Но как же это возможно переносить, это больше, чем можно перенести. Я никогда не знал своего существования, никто никогда не приносил мне столько боли, вот они - все мои мучители, они соединились, чтобы идти со мной рука об руку. Что-то теперь поделывает изуверка-сестра? - Не бойтесь, - говорит доктор, и холодная сталь вдруг вспарывает мою кожу. Что же вы делаете?! Ведь я от прежней боли еще не успел отойти. Как это там?.. Ах да, эпидермис... он не толще папиросной бумаги. Нет, только не сюда!.. Кто там так визжит в зале, визжит за меня, мой ужас кому известен еще быть может? Господи, да неужели я теперь себя не узнаю, неужели и Ты так Себя не узнаешь в безразличии небытия?! Зубы мои стиснуты так, что едва не крошатся, но боль и их разжимает. Попробуем себя уговорить. Это тоже самое, что удаление больного зуба. Возможно ли, что я кого-то умоляю?! И чувствую слезы свои на скулах и за ушами. Еще, еще!.. Я так этого хотел, всегда хотел, и я ни о чем не жалею. Пускай только... Какая страшная сталь, как глубоко!.. Зову иных на войну расточительности и созерцаний. Специальность моя - иллюзии, с которыми мир навязывается к его населению. Они думают, что это им поможет. Бессилие в подножиях заносчивостей; я его навсегда запомню, я его опишу. Со мною мой невидимый друг, моя обуза. Что? Светопреставление? Страшный суд? Только конец цитаты!.. Я не могу больше, я больше не могу!.. Надежда есть сумма утешений; и вобрал в себя все отчаяние взамен иссякнувшей силы; действительно - Губка. Насколько прежде себя не знал. Здесь вступаю я. И горячкою несчастья разбужен, но размозжен. Затылком отчаянно бьюсь в намерении себя оглушить, весь стол залит моей кровью, трибуны наползают откуда-то сбоку, и внезапно боль... отступает.

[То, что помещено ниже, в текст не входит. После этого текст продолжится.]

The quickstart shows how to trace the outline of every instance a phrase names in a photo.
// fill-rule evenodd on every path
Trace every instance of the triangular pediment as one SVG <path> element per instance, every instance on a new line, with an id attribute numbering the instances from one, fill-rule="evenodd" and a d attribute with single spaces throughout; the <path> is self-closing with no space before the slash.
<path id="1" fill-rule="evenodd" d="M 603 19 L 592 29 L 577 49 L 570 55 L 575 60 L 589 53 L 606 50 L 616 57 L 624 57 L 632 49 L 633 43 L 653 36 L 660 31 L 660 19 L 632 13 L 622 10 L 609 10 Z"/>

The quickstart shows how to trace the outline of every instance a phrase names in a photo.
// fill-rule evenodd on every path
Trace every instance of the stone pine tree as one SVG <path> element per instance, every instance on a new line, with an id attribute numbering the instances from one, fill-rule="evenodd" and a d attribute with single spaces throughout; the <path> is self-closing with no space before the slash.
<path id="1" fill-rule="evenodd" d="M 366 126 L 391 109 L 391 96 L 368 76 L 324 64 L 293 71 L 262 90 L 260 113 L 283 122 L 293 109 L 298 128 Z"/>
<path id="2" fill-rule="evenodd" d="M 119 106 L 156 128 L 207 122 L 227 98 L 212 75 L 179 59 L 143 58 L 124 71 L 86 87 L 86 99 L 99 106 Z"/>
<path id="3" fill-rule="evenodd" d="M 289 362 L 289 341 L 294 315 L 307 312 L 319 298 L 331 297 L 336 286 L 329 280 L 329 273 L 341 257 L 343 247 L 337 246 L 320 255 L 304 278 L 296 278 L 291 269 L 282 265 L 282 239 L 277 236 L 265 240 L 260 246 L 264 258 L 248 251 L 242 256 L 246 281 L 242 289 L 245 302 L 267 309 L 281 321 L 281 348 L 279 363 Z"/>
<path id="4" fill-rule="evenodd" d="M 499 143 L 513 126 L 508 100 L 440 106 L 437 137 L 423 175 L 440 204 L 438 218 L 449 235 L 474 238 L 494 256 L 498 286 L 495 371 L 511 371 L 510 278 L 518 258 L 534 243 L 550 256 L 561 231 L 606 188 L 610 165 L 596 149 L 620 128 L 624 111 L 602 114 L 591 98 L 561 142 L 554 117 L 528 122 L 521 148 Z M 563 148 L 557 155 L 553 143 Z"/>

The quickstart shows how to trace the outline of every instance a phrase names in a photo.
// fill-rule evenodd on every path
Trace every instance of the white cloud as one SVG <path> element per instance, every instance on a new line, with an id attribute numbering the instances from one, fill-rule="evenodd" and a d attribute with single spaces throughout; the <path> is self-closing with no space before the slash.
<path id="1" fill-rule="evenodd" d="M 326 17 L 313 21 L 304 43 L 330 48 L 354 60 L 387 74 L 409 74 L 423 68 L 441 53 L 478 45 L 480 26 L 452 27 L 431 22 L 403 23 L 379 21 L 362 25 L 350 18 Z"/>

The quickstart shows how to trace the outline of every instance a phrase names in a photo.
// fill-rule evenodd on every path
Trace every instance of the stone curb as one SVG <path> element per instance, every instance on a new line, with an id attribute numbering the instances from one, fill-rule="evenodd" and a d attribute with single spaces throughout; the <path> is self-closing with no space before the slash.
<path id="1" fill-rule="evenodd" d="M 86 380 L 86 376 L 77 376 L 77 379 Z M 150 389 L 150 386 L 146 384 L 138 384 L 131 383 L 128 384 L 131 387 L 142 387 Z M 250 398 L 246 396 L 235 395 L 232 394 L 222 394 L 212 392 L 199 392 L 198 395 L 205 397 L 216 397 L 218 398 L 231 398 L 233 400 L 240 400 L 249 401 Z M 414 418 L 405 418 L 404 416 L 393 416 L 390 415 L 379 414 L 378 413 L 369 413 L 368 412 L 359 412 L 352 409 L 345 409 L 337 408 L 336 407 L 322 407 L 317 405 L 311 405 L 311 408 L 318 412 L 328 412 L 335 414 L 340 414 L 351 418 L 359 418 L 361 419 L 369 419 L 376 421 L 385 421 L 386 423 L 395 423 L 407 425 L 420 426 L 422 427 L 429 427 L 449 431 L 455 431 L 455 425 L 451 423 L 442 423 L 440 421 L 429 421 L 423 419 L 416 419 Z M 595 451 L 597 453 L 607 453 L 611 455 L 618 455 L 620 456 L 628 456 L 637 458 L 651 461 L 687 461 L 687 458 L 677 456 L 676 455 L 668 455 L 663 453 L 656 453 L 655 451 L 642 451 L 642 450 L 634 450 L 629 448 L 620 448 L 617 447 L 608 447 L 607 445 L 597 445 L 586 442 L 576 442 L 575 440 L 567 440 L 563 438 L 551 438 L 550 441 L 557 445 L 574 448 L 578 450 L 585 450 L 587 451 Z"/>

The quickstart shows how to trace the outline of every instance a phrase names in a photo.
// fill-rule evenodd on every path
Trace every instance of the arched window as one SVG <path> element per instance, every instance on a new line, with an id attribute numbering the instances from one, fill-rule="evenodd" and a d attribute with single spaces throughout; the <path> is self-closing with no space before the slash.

- Шить, - отрывисто говорит доктор, нарочно возле самого уха, и снова начинаю слышать. Внизу все горит, в кювете на столике валяется что-то вроде куриных потрохов, смотреть не могу, ничего не могу. Если бы только не рези в глазах, не эти рези; и гортань свою пробую стоном, но та будто задубела, и даже звука единого не выходит. - Пульс? - говорит доктор, и ему отвечают, кажется, отвечают, но он снова далеко, и только руки его во мне, протянулись руки из неизвестного. - Скорее, - сквозь зубы бесцветный доктор повторяет сестре, и едва только...

После помню, что силился улыбнуться, когда меня провозили мимо трибун. И что был за шум? Ах да, это аплодисменты. Не считаю себя ревностным сторонником зашифрованных украшений рассудочности, но только лоялен к автоматическим проблескам их в тончайшей материи творчества. Гримаса, думаю, мне удалась. Мне не чудилась опустошенность, я не загадывал ни о чем наперед. Вспоминал ли я что-то? Сожалел ли о чем-нибудь? Радовался чему-то? Не знаю.

Вечером пошел дождь, над всею почвою пошел дождь, небо разрешилось дождем. Я всего только хотел восстановления гордости.